Parmi tous les jeux de casino, la roulette européenne est sans doute l’un des plus emblématiques. Face à ce jeu de hasard pur, de nombreux joueurs appliquent des techniques de mise appelées « martingales » pour tenter de contourner le hasard.
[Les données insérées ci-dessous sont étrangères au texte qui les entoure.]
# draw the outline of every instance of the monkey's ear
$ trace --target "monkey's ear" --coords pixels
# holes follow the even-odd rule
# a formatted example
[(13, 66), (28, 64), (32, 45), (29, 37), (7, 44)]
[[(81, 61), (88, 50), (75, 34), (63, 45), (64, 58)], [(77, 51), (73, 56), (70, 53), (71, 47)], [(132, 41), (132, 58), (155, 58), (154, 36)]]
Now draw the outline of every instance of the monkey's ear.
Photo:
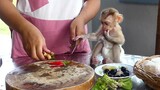
[(121, 22), (123, 21), (123, 15), (122, 15), (122, 14), (117, 14), (117, 15), (116, 15), (116, 21), (117, 21), (118, 23), (121, 23)]

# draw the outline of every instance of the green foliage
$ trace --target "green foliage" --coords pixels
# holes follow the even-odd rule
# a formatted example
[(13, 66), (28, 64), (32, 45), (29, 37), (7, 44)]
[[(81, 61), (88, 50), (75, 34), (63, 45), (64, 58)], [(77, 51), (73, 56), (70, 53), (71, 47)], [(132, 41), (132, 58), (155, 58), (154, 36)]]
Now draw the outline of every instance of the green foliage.
[(119, 79), (116, 81), (105, 74), (97, 79), (97, 82), (93, 86), (92, 90), (117, 90), (117, 88), (122, 88), (123, 90), (131, 90), (131, 78)]

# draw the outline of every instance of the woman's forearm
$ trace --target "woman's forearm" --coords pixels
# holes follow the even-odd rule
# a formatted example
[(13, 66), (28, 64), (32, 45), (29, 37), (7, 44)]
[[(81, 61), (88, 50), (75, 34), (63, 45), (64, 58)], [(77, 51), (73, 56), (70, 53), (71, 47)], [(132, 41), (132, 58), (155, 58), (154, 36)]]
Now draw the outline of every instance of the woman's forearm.
[(78, 17), (83, 19), (84, 23), (88, 23), (94, 18), (100, 9), (100, 0), (86, 0)]
[(19, 33), (22, 32), (24, 25), (30, 24), (15, 8), (11, 0), (0, 0), (0, 18)]

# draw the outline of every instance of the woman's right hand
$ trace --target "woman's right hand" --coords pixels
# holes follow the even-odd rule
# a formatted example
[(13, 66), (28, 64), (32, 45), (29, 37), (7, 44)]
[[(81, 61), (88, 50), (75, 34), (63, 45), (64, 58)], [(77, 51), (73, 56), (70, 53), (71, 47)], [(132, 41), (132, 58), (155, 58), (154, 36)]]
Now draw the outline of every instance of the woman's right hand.
[[(29, 25), (29, 26), (28, 26)], [(20, 32), (24, 50), (31, 58), (35, 60), (45, 60), (43, 52), (50, 53), (46, 46), (45, 38), (37, 27), (29, 23), (24, 26)]]

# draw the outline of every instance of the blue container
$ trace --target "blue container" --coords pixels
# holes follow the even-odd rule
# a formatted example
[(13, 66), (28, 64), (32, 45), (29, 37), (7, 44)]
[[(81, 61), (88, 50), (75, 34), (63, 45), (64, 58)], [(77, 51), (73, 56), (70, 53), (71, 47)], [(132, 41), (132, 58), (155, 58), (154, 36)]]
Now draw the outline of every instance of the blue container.
[(122, 3), (158, 4), (159, 0), (119, 0)]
En apparence logiques, ces méthodes promettent un gain certain grâce à une simple progression géométrique.
Dès lors, nous pouvons nous poser la question suivante : Comment les notions d’espérance mathématique, de probabilités conditionnelles et de suites géométriques permettent-elles de modéliser les gains d’un joueur à la roulette européenne, et pourquoi les martingales échouent-elles à inverser l’avantage mathématique du casino ?
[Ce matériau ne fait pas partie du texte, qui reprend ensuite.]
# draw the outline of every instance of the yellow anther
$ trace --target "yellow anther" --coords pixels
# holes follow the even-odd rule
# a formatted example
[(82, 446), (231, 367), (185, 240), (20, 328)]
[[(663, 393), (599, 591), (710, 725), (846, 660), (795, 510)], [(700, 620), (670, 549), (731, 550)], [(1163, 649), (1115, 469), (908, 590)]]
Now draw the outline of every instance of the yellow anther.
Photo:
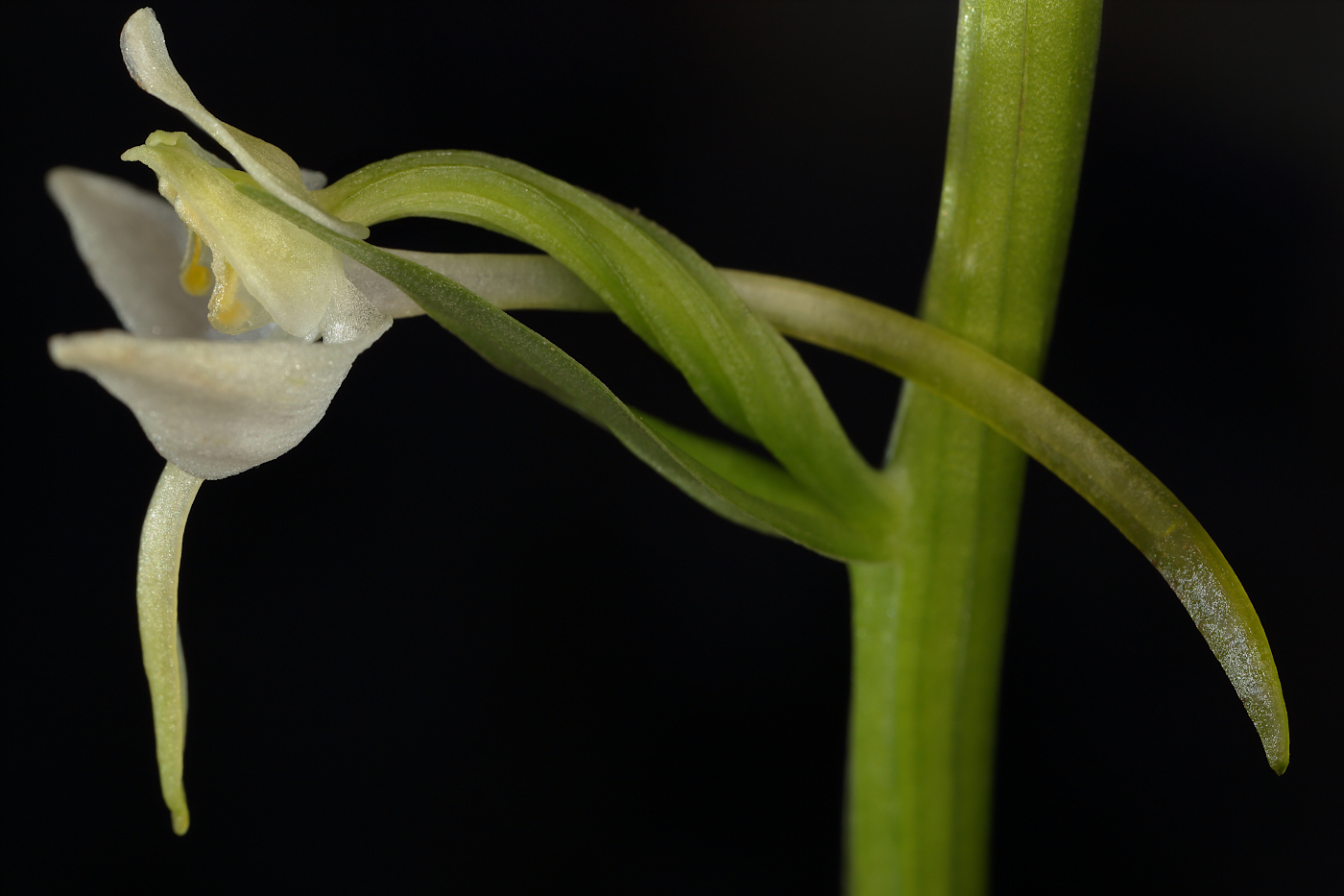
[(210, 291), (210, 268), (200, 264), (200, 237), (194, 230), (187, 235), (187, 254), (181, 258), (177, 280), (188, 295), (204, 296)]
[(238, 272), (226, 265), (223, 284), (220, 285), (222, 288), (215, 289), (215, 295), (210, 297), (210, 323), (220, 332), (242, 332), (247, 324), (250, 311), (237, 295)]

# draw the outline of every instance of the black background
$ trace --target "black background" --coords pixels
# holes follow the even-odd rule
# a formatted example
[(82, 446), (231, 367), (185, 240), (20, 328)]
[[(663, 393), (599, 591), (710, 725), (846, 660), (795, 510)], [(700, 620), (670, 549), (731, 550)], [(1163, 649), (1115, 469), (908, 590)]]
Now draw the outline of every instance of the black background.
[[(331, 7), (335, 9), (336, 7)], [(187, 790), (159, 796), (133, 577), (161, 460), (50, 334), (116, 326), (40, 188), (188, 125), (125, 75), (133, 5), (7, 36), (5, 879), (145, 892), (839, 888), (844, 569), (700, 510), (431, 323), (398, 323), (298, 448), (187, 531)], [(710, 261), (913, 311), (956, 9), (161, 4), (223, 120), (333, 176), (527, 161)], [(1046, 383), (1202, 519), (1293, 721), (1277, 779), (1160, 577), (1032, 467), (1001, 713), (1000, 893), (1327, 892), (1344, 842), (1337, 3), (1107, 4)], [(13, 239), (17, 238), (17, 248)], [(508, 249), (448, 225), (375, 241)], [(704, 413), (612, 320), (526, 318), (633, 404)], [(806, 351), (880, 453), (898, 383)]]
Pour y répondre, nous étudierons dans un premier temps la modélisation probabiliste d’une mise simple à la roulette et le calcul de son espérance. Dans un second temps, nous analyserons le principe de la martingale classique à l’aide des suites géométriques. Enfin, nous démontrerons les limites arithmétiques et réelles qui rendent ces martingales inopérantes sur le long terme.
I. Modélisation probabiliste : L’espérance de la mise simple à la roulette
A. Le fonctionnement de la roulette européenne
La roulette européenne est composée de 37 cases numérotées de $0$ à $36$ :
- 18 cases rouges.
- 18 cases noires.
- 1 case verte, le $0$ (qui représente l’avantage de la banque).
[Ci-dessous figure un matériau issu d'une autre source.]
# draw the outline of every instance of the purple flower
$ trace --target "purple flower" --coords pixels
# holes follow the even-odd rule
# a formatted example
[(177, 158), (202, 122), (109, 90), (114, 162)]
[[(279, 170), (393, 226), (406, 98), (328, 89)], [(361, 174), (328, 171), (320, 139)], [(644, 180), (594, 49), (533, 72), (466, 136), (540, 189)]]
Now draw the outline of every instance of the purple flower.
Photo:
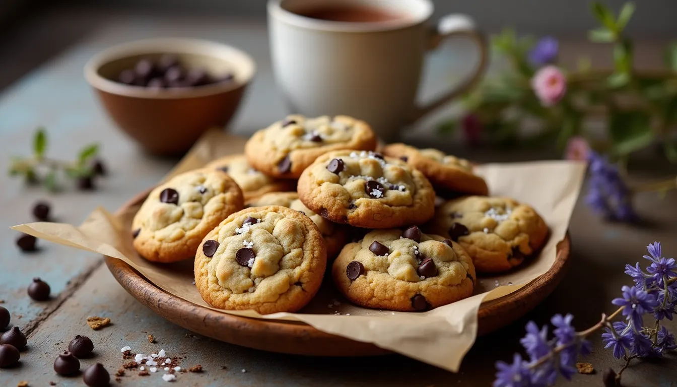
[(557, 58), (559, 49), (557, 39), (545, 37), (538, 41), (536, 45), (529, 52), (529, 60), (537, 65), (552, 63)]
[(636, 287), (624, 286), (621, 288), (622, 298), (614, 298), (611, 304), (623, 306), (623, 315), (628, 316), (635, 328), (642, 327), (642, 315), (651, 313), (658, 306), (656, 296)]
[(496, 362), (496, 380), (494, 387), (529, 387), (531, 375), (527, 363), (519, 353), (512, 357), (512, 364)]

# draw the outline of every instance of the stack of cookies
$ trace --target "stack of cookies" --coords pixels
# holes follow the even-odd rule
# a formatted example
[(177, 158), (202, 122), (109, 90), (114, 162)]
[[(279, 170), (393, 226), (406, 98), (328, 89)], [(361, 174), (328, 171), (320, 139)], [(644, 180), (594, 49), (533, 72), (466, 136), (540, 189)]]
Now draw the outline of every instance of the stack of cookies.
[(158, 262), (194, 257), (210, 305), (267, 314), (303, 308), (325, 272), (357, 305), (436, 308), (471, 296), (475, 270), (511, 270), (545, 243), (536, 211), (488, 197), (468, 161), (376, 148), (364, 121), (288, 116), (244, 155), (154, 190), (134, 218), (134, 247)]

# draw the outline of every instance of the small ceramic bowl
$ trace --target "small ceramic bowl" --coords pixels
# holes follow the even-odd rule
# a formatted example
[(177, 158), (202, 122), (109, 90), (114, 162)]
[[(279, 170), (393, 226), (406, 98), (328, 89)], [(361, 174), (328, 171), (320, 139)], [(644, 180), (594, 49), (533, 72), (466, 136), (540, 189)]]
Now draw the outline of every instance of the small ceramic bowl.
[[(189, 68), (232, 81), (204, 86), (154, 89), (117, 81), (141, 58), (175, 55)], [(85, 66), (85, 77), (110, 117), (141, 146), (156, 155), (185, 152), (210, 127), (223, 127), (240, 105), (256, 66), (244, 52), (219, 43), (167, 38), (133, 41), (99, 53)]]

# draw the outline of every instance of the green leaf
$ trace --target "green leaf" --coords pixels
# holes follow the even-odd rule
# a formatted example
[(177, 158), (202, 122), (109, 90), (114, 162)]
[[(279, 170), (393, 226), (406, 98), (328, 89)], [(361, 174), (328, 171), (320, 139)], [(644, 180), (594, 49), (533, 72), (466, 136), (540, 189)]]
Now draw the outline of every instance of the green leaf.
[(45, 134), (45, 128), (39, 127), (33, 137), (33, 154), (39, 159), (45, 155), (46, 149), (47, 134)]

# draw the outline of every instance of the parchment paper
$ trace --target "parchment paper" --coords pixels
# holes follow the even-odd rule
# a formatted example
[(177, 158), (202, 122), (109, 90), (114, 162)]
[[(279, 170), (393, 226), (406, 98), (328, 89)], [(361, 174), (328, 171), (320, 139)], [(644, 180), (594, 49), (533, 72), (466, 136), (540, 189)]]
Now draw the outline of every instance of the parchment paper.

Nous étudions ici la mise la plus courante, appelée « mise simple » : parier $1$€ sur une couleur (par exemple, le rouge). Si le rouge sort, le joueur récupère sa mise et gagne $1$€ de plus (gain net de $+1$€). Si le noir sort, il perd sa mise (gain net de $-1$€).
B. Le cas du zéro et la règle du partage (probabilités conditionnelles)
Dans la plupart des casinos français, lorsque le $0$ sort, la mise n’est pas immédiatement perdue mais est placée « en prison » jusqu’au coup suivant.
- Si, au tirage suivant, la couleur choisie par le joueur (le rouge) sort, il récupère sa mise initiale sans gain supplémentaire (gain net de $0$€).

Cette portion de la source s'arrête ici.